CodeForces-208B Solitaire

题目：

Solitaire

    A boy named Vasya wants to play an old Russian solitaire called "Accordion". In this solitaire, the player must observe the following rules:

      1.A deck of n cards is carefully shuffled, then all n cards are put on the table in a line from left to right;

      2.Before each move the table has several piles of cards lying in a line (initially there are n piles, each pile has       one   card). Let's number the piles from left to right, from 1 to x. During one move, a player can take the whole pile   with the   maximum number x (that is the rightmost of remaining) and put it on the top of pile x - 1 (if it exists) or on     the top of pile x - 3 (if it exists). The player can put one pile on top of another one only if the piles' top cards               have the same suits   or values. Please note that if pile x goes on top of pile y, then the top card of pile x becomes     the top card of the resulting pile. Also note that each move decreases the total number of piles by 1;

      3.The solitaire is considered completed if all cards are in the same pile.

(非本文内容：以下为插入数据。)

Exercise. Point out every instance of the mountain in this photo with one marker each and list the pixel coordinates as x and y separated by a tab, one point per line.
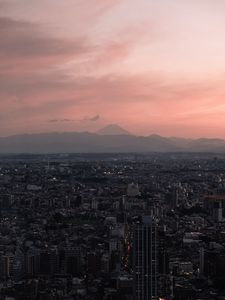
113	129
85	142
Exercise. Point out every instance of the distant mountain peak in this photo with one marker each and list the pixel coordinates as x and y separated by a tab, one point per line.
113	129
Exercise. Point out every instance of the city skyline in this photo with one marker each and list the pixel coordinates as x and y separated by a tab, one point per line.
151	67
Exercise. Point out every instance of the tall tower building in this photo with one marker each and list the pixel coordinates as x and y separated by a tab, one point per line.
145	260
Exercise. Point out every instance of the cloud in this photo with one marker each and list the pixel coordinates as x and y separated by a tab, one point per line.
26	44
92	119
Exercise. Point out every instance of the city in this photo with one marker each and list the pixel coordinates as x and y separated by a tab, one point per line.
113	226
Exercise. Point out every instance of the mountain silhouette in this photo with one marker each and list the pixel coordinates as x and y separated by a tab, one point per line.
85	142
113	129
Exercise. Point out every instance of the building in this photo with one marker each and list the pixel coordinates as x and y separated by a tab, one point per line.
145	260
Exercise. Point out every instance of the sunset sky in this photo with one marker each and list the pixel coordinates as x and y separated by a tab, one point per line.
151	66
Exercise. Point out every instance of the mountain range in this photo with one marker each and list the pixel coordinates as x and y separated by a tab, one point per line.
111	138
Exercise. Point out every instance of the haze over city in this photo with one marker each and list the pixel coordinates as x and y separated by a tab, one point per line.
150	66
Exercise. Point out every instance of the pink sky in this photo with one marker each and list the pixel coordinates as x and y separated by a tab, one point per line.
77	65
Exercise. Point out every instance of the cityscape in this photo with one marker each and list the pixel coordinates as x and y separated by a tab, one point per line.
112	150
113	226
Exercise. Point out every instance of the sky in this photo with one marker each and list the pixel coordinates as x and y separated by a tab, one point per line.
153	67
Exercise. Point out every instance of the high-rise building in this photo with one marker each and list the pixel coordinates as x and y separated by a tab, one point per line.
145	260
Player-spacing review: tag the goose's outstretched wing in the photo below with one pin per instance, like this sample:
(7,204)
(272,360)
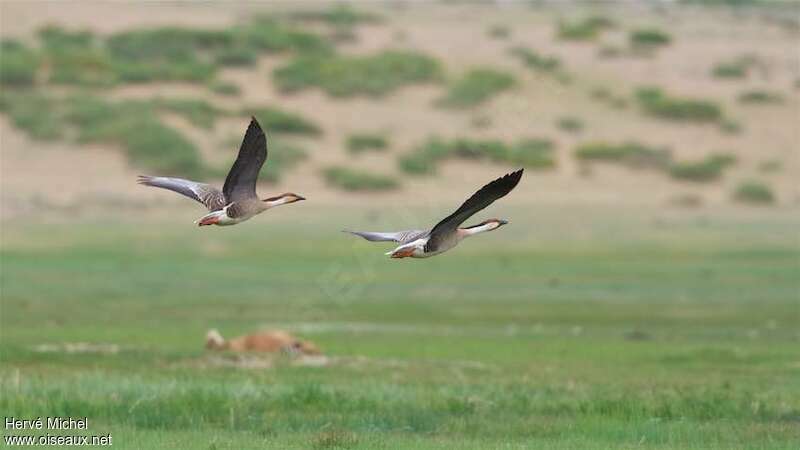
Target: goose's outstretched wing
(241,181)
(401,237)
(479,200)
(211,197)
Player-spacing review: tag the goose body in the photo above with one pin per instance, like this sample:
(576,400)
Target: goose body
(448,233)
(237,201)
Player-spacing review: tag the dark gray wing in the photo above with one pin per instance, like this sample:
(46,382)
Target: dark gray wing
(402,237)
(241,181)
(209,196)
(479,200)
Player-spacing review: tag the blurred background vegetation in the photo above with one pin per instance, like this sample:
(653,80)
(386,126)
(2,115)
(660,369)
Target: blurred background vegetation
(645,292)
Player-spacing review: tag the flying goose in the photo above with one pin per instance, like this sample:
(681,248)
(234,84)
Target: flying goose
(237,201)
(447,234)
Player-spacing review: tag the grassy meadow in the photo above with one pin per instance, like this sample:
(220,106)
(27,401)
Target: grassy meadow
(663,332)
(646,293)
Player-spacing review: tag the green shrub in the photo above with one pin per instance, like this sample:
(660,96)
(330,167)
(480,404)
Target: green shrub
(585,29)
(76,57)
(37,115)
(656,103)
(628,153)
(282,156)
(770,166)
(649,37)
(354,180)
(80,66)
(570,124)
(224,88)
(754,192)
(279,121)
(476,87)
(609,51)
(199,112)
(345,76)
(362,142)
(18,64)
(759,96)
(708,169)
(536,61)
(531,153)
(499,32)
(736,68)
(730,126)
(134,126)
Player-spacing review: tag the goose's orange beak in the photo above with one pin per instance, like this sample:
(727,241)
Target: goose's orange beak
(404,253)
(208,221)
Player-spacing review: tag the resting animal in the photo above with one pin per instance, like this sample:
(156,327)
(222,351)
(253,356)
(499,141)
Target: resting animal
(262,341)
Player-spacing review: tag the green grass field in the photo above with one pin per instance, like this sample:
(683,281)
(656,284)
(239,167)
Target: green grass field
(567,329)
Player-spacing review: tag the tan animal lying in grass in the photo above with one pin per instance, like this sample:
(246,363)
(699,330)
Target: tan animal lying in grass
(262,341)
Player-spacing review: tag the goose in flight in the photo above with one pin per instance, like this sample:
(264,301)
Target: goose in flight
(237,201)
(447,233)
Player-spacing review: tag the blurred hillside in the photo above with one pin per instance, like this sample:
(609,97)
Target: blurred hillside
(660,104)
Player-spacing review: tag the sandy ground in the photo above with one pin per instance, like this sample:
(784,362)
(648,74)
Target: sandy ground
(55,178)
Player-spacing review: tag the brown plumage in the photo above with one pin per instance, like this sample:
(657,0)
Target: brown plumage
(237,201)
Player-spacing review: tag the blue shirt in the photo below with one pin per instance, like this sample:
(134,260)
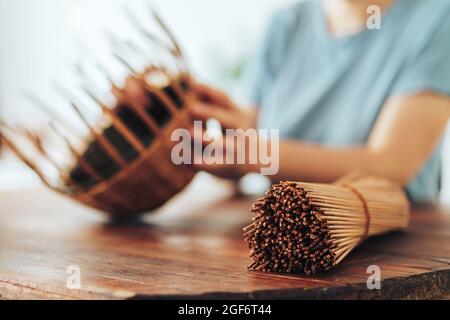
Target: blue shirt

    Vasya has already shuffled the cards and put them on the table, help him understand whether completing this solitaire is possible or not.

   

    input：

    The first input line contains a single integer n (1 ≤ n ≤ 52) — the number of cards in Vasya's deck. The next line contains n space-separated strings c1, c2, ..., cn, where string ci describes the i-th card on the table. Each string ci consists of exactly two characters, the first one represents the card's value, the second one represents its suit. Cards on the table are numbered from left to right.

     A card's value is specified by one of these characters: "2", "3", "4", "5", "6", "7", "8", "9", "T", "J", "Q", "K", "A". A card's suit is specified by one of these characters: "S", "D", "H", "C".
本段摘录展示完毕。